The .45 Colt (often but incorrectly called the ".45 Long Colt" -- Yeah, I know old ammo boxes were sometimes marked that way, but that doesn't make it correct) has been around for well over 100 years. Introduced in 1872 the .45 Colt quickly became a popular revolver cartridge and was adopted (along with the Colt Single-Action Army revolver) by the US military. It performed brilliantly and was only replaced by a desire for a more "modern" Double-Action revolver in a smaller and lighter cartridge. The Army got their way, but quickly learned the error of their ways in the Philippenes during the aftermath of the Spanish-American war. By 1911 the Army had adopted yet another modern pistol, but back in the old .45 calibre although it was an entirely different cartridge.
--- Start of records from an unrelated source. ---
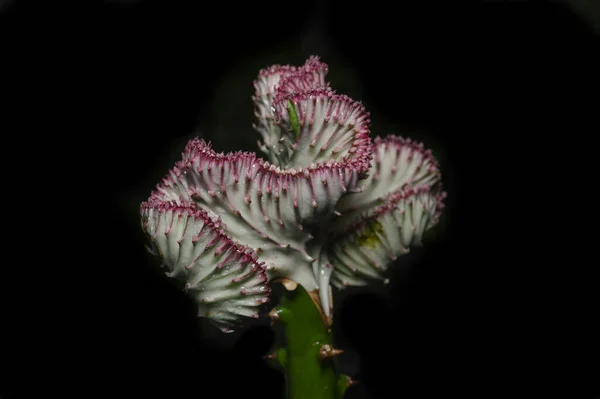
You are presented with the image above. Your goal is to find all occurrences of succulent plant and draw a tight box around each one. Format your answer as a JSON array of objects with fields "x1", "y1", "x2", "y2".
[{"x1": 140, "y1": 55, "x2": 446, "y2": 398}]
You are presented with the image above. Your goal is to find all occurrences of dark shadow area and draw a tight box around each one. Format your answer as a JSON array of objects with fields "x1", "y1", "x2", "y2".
[{"x1": 2, "y1": 0, "x2": 599, "y2": 398}]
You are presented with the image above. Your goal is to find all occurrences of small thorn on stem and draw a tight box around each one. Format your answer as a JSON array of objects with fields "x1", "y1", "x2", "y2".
[
  {"x1": 319, "y1": 344, "x2": 344, "y2": 360},
  {"x1": 263, "y1": 347, "x2": 287, "y2": 368},
  {"x1": 346, "y1": 376, "x2": 359, "y2": 387},
  {"x1": 268, "y1": 308, "x2": 279, "y2": 322},
  {"x1": 275, "y1": 278, "x2": 298, "y2": 291}
]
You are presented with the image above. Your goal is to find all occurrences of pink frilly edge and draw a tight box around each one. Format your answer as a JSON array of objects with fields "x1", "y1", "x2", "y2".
[
  {"x1": 335, "y1": 184, "x2": 447, "y2": 241},
  {"x1": 335, "y1": 134, "x2": 447, "y2": 235},
  {"x1": 373, "y1": 134, "x2": 441, "y2": 172},
  {"x1": 140, "y1": 199, "x2": 271, "y2": 297},
  {"x1": 254, "y1": 55, "x2": 329, "y2": 92},
  {"x1": 153, "y1": 137, "x2": 372, "y2": 191}
]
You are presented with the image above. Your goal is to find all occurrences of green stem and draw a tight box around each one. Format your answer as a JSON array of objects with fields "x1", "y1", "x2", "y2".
[{"x1": 268, "y1": 284, "x2": 349, "y2": 399}]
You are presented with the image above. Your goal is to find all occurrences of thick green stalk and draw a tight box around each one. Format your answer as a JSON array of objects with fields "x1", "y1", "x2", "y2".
[{"x1": 267, "y1": 284, "x2": 349, "y2": 399}]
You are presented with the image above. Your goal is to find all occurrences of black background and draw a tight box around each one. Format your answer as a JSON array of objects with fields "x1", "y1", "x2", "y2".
[
  {"x1": 102, "y1": 1, "x2": 597, "y2": 398},
  {"x1": 3, "y1": 1, "x2": 600, "y2": 398}
]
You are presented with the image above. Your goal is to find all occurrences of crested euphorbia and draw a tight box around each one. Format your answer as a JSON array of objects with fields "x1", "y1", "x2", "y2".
[{"x1": 140, "y1": 56, "x2": 445, "y2": 398}]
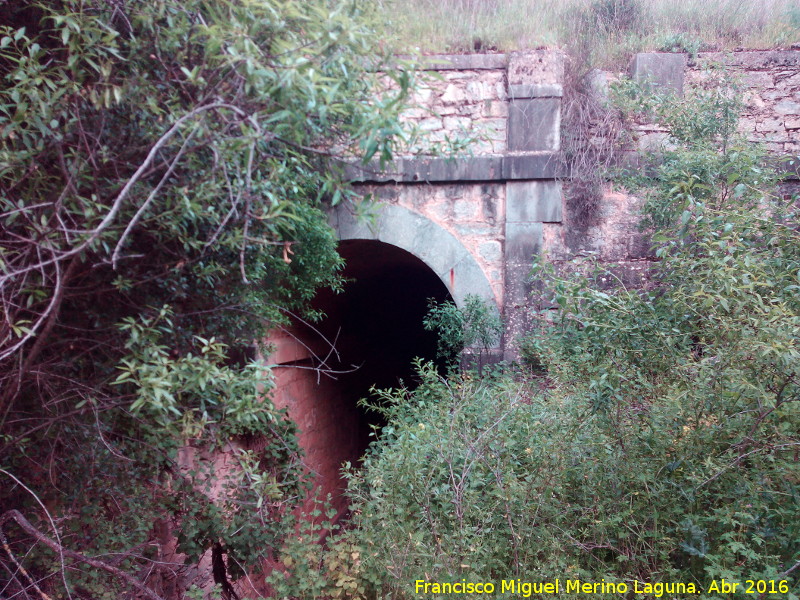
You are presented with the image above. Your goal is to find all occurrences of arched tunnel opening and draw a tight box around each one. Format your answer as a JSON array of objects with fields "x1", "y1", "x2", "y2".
[
  {"x1": 270, "y1": 239, "x2": 453, "y2": 511},
  {"x1": 313, "y1": 239, "x2": 453, "y2": 412}
]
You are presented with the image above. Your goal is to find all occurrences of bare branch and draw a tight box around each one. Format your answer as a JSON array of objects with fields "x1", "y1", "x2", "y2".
[
  {"x1": 0, "y1": 102, "x2": 249, "y2": 288},
  {"x1": 0, "y1": 510, "x2": 166, "y2": 600},
  {"x1": 0, "y1": 470, "x2": 72, "y2": 600},
  {"x1": 111, "y1": 126, "x2": 200, "y2": 269}
]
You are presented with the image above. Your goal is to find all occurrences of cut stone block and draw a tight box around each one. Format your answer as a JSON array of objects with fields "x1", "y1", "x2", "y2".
[
  {"x1": 501, "y1": 153, "x2": 561, "y2": 179},
  {"x1": 503, "y1": 262, "x2": 536, "y2": 305},
  {"x1": 627, "y1": 233, "x2": 655, "y2": 259},
  {"x1": 506, "y1": 181, "x2": 563, "y2": 223},
  {"x1": 628, "y1": 53, "x2": 686, "y2": 95},
  {"x1": 508, "y1": 83, "x2": 564, "y2": 99},
  {"x1": 504, "y1": 221, "x2": 543, "y2": 264},
  {"x1": 508, "y1": 98, "x2": 561, "y2": 152},
  {"x1": 508, "y1": 50, "x2": 565, "y2": 86},
  {"x1": 775, "y1": 99, "x2": 800, "y2": 115},
  {"x1": 346, "y1": 154, "x2": 561, "y2": 183},
  {"x1": 417, "y1": 53, "x2": 509, "y2": 71}
]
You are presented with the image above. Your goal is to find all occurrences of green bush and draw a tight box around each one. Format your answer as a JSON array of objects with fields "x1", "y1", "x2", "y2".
[
  {"x1": 423, "y1": 294, "x2": 503, "y2": 368},
  {"x1": 0, "y1": 0, "x2": 412, "y2": 596},
  {"x1": 341, "y1": 74, "x2": 799, "y2": 599},
  {"x1": 345, "y1": 362, "x2": 548, "y2": 596}
]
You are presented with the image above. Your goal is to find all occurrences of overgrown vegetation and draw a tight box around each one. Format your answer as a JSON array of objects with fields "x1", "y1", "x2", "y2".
[
  {"x1": 423, "y1": 294, "x2": 503, "y2": 368},
  {"x1": 0, "y1": 0, "x2": 412, "y2": 597},
  {"x1": 323, "y1": 66, "x2": 800, "y2": 600},
  {"x1": 559, "y1": 65, "x2": 629, "y2": 228},
  {"x1": 377, "y1": 0, "x2": 800, "y2": 65},
  {"x1": 3, "y1": 0, "x2": 799, "y2": 598}
]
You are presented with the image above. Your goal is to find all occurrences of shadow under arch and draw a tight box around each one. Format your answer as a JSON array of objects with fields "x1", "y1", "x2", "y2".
[
  {"x1": 268, "y1": 204, "x2": 502, "y2": 513},
  {"x1": 268, "y1": 237, "x2": 453, "y2": 512}
]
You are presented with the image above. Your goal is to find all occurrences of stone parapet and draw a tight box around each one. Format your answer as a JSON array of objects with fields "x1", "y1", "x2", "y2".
[
  {"x1": 628, "y1": 52, "x2": 687, "y2": 95},
  {"x1": 396, "y1": 51, "x2": 565, "y2": 156},
  {"x1": 411, "y1": 53, "x2": 509, "y2": 70}
]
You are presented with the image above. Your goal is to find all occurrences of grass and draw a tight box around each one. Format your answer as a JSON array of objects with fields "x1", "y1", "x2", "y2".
[{"x1": 374, "y1": 0, "x2": 800, "y2": 68}]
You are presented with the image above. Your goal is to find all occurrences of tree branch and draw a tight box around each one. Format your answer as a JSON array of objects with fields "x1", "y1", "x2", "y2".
[{"x1": 0, "y1": 510, "x2": 166, "y2": 600}]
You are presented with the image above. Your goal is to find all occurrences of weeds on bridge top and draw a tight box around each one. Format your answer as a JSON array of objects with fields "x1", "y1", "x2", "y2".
[{"x1": 376, "y1": 0, "x2": 800, "y2": 68}]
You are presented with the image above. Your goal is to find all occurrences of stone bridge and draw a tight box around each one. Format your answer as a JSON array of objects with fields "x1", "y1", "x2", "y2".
[{"x1": 266, "y1": 49, "x2": 800, "y2": 509}]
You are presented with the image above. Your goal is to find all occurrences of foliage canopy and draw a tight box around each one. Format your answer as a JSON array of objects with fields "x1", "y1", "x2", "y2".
[{"x1": 0, "y1": 0, "x2": 412, "y2": 596}]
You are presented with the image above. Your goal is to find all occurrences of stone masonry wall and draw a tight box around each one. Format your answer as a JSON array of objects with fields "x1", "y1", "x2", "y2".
[
  {"x1": 351, "y1": 51, "x2": 570, "y2": 359},
  {"x1": 627, "y1": 51, "x2": 800, "y2": 157},
  {"x1": 404, "y1": 66, "x2": 508, "y2": 155},
  {"x1": 561, "y1": 51, "x2": 800, "y2": 289},
  {"x1": 396, "y1": 51, "x2": 565, "y2": 156},
  {"x1": 690, "y1": 51, "x2": 800, "y2": 154},
  {"x1": 352, "y1": 49, "x2": 799, "y2": 358}
]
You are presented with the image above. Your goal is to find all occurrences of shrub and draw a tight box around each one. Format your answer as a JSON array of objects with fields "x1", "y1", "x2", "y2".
[
  {"x1": 423, "y1": 295, "x2": 503, "y2": 368},
  {"x1": 0, "y1": 0, "x2": 411, "y2": 596},
  {"x1": 343, "y1": 72, "x2": 800, "y2": 599}
]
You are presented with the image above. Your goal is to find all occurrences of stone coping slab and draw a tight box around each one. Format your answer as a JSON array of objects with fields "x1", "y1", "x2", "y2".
[
  {"x1": 396, "y1": 53, "x2": 509, "y2": 71},
  {"x1": 345, "y1": 153, "x2": 562, "y2": 183},
  {"x1": 628, "y1": 52, "x2": 687, "y2": 95},
  {"x1": 694, "y1": 50, "x2": 800, "y2": 69},
  {"x1": 508, "y1": 83, "x2": 564, "y2": 98}
]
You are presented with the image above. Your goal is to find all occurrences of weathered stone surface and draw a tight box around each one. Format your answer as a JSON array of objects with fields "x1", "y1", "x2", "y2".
[
  {"x1": 478, "y1": 240, "x2": 502, "y2": 262},
  {"x1": 756, "y1": 118, "x2": 785, "y2": 132},
  {"x1": 396, "y1": 66, "x2": 508, "y2": 155},
  {"x1": 418, "y1": 117, "x2": 443, "y2": 131},
  {"x1": 443, "y1": 116, "x2": 472, "y2": 131},
  {"x1": 354, "y1": 182, "x2": 507, "y2": 302},
  {"x1": 774, "y1": 99, "x2": 800, "y2": 115},
  {"x1": 502, "y1": 153, "x2": 561, "y2": 179},
  {"x1": 329, "y1": 202, "x2": 498, "y2": 310},
  {"x1": 628, "y1": 52, "x2": 686, "y2": 95},
  {"x1": 508, "y1": 83, "x2": 564, "y2": 99},
  {"x1": 508, "y1": 98, "x2": 561, "y2": 152},
  {"x1": 453, "y1": 197, "x2": 479, "y2": 220},
  {"x1": 508, "y1": 50, "x2": 564, "y2": 86},
  {"x1": 345, "y1": 156, "x2": 501, "y2": 182},
  {"x1": 347, "y1": 154, "x2": 561, "y2": 183},
  {"x1": 482, "y1": 100, "x2": 509, "y2": 118},
  {"x1": 638, "y1": 131, "x2": 673, "y2": 152},
  {"x1": 506, "y1": 181, "x2": 563, "y2": 223},
  {"x1": 503, "y1": 262, "x2": 536, "y2": 305},
  {"x1": 505, "y1": 222, "x2": 543, "y2": 263},
  {"x1": 695, "y1": 50, "x2": 800, "y2": 69},
  {"x1": 586, "y1": 68, "x2": 612, "y2": 99},
  {"x1": 441, "y1": 84, "x2": 466, "y2": 104},
  {"x1": 466, "y1": 79, "x2": 501, "y2": 101},
  {"x1": 627, "y1": 233, "x2": 655, "y2": 259},
  {"x1": 740, "y1": 71, "x2": 775, "y2": 88},
  {"x1": 502, "y1": 214, "x2": 544, "y2": 360},
  {"x1": 453, "y1": 223, "x2": 498, "y2": 237}
]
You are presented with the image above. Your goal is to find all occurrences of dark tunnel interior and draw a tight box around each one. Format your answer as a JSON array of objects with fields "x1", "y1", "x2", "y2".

The .45 Colt is still a viable round today. You can buy ammunition that duplicates the older loads, for use in those old Colt SAAs, or you can load it up to near .44 Magnum levels for use in stronger, more modern revolvers such as the Ruger Blackhawk. It works both ways.

I have shot many rounds of hot-loaded .45 Colt ammo through my Ruger Blackhawk in IHMSA (International Handgun Metallic Silhouette Association) matches when I was a lot younger and I did pretty well with it.

It is good for just about any handgun use (with the right loads). It can be a fun plinker, serve you for competition in IHMSA or Cowboy Action matches, or defend your home. You could even hunt deer with it if you keep to close-range shots.